The migraine phase modulated the cerebellar activation to nociceptive trigeminal input in six clusters (one-way ANOVA, F test at a threshold of p < 0.05, voxel-wise FWE corrected, and a minimum cluster extent of 10 voxel). The most dominant cluster comprised of vermis VIIIb, vermis VIIIa, VI, VIIIa, VIIb, crus I, crus II, V, vermis VIIb, VIIIb, I–IV, vermis IX, and vermis VI on the left hemisphere. Three smaller clusters on the right hand side of the cerebellum included cerebellar areas V, VI, and VIIb. Furthermore the brainstem was modulated by the migraine phase in the left as well as in the right hand side of the PAG. Post-hoc tests revealed that ictal patients have lower (i.e. inter-ictal patients have a higher) activity in two clusters on the right hand side of the cerebellum, namely VIIIa and VIIb. A summary of the described results is given in Figure 5 and details in Supplementary Table 5.

Figure 5.

Results of the ANOVA testing the co-modulation of current migraine phase and BOLD response to trigeminal nociceptive input. The color bar reflects F values at a threshold of p < 0.05, voxel-wise FWE-corrected. The bar plots show average signal changes of the indicated clusters separate for the phases of the migraine with error bars signifying the standard error of the mean. ANOVA: analysis of variance; BOLD: blood oxygenation level dependent; FWE: family-wise error.

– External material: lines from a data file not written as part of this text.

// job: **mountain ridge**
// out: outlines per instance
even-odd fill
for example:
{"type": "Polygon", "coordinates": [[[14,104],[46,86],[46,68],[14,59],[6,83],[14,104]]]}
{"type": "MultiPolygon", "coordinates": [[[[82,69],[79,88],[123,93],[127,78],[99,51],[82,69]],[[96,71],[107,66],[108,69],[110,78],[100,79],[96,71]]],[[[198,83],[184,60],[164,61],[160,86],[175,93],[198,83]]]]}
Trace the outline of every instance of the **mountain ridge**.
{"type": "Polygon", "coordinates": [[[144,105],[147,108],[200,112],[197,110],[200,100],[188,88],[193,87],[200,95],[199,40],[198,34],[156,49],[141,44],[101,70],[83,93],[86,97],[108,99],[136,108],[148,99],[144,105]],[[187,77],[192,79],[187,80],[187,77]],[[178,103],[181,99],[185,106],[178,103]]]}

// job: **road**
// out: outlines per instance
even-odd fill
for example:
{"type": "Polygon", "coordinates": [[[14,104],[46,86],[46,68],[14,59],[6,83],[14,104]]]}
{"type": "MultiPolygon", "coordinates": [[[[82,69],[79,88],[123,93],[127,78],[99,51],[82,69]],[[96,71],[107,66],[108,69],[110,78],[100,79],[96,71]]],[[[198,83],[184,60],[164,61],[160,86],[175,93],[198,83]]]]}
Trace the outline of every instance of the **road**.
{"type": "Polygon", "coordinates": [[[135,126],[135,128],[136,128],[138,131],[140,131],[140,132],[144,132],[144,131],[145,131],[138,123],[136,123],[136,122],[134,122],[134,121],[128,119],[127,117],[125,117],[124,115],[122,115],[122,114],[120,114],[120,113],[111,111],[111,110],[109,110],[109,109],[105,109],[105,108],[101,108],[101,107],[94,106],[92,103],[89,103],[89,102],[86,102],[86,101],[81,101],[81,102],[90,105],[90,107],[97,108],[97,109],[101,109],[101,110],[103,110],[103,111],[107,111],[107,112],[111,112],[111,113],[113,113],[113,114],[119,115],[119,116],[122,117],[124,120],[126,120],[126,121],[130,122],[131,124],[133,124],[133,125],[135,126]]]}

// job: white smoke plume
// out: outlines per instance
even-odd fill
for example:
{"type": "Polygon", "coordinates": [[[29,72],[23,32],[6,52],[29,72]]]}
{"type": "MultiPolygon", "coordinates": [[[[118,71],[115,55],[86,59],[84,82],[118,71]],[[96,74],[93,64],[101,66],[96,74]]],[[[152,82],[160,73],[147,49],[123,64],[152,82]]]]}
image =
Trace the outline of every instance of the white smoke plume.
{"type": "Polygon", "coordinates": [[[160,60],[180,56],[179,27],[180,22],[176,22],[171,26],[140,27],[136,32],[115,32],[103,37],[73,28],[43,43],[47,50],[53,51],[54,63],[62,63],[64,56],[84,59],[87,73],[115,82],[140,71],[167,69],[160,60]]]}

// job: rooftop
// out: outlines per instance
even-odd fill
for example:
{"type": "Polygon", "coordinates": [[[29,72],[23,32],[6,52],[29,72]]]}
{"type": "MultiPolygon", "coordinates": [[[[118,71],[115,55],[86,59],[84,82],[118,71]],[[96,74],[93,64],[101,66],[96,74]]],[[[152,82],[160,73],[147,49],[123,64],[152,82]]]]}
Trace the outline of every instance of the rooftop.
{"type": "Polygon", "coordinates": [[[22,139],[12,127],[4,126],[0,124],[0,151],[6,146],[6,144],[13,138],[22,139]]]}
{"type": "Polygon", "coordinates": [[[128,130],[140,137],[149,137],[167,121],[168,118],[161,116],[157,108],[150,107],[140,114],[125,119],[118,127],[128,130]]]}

Severity of migraine by means of headache days per month correlated positively to neuronal activity in the left PAG and negatively in the right PAG as well as in right lateralized cerebellar regions VI and crus II. These correlations are sketched in Figure 6 and in detail reported in Supplementary Table 5.

Figure 6.

Significant (p < 0.05) correlation (Pearson) of BOLD response to trigeminal pain with headache frequency (days per month). R: correlation coefficient; BOLD: blood oxygenation level dependent.

Discussion

The main result of this study is a straight-forward replication of our previous findings²⁹ with higher statistical precision due to the high number of 108 participants, emphasizing the important role of the cerebellum in nociception. Given this robust result it is highly interesting that we found a functional but also structural difference between migraineurs and controls. Functionally, migraineurs showed increased activity in the PAG and left crus I (ipsilateral to the stimulation), compared to controls. Structurally, migraineurs showed significant increases of GMV in four clusters, namely the cerebellar areas VI, VIIb, VIIIa, crus I, and crus II. We note that these findings were coinciding in the crus I.

Crus I and crus II are areas closely linked to the association cortices,⁴⁴ especially prefrontal and posterior parietal cortical areas.⁴⁵ The crus II is a major recipient area for frontal lobe afferents⁴⁵ and also activates during cognitive tasks like mental rotation and remembering.⁴⁶ Crus I and crus II are thought to hold cognitive and emotional representations^1,2,47 and show overlapping activity between aversive and heat pain.² This emotional and cognitive hub of the cerebellum also relates to the acuteness of the migraine attack, i.e. the migraine phase: The crus shows highest activity in nociception in the ictal, and lowest in the pre-ictal phase while inter- and post-ictal phase show moderate activity. We note that the picture of neuronal response (or lack of it) to nociception between ictal and interictal migraine phase is incomplete, given the functional importance of the pre-ictal phase raised by concurrent publications.³⁵ Unfortunately, the current group of patients in the pre-ictal phase was too small to be statistically analyzed in the current study.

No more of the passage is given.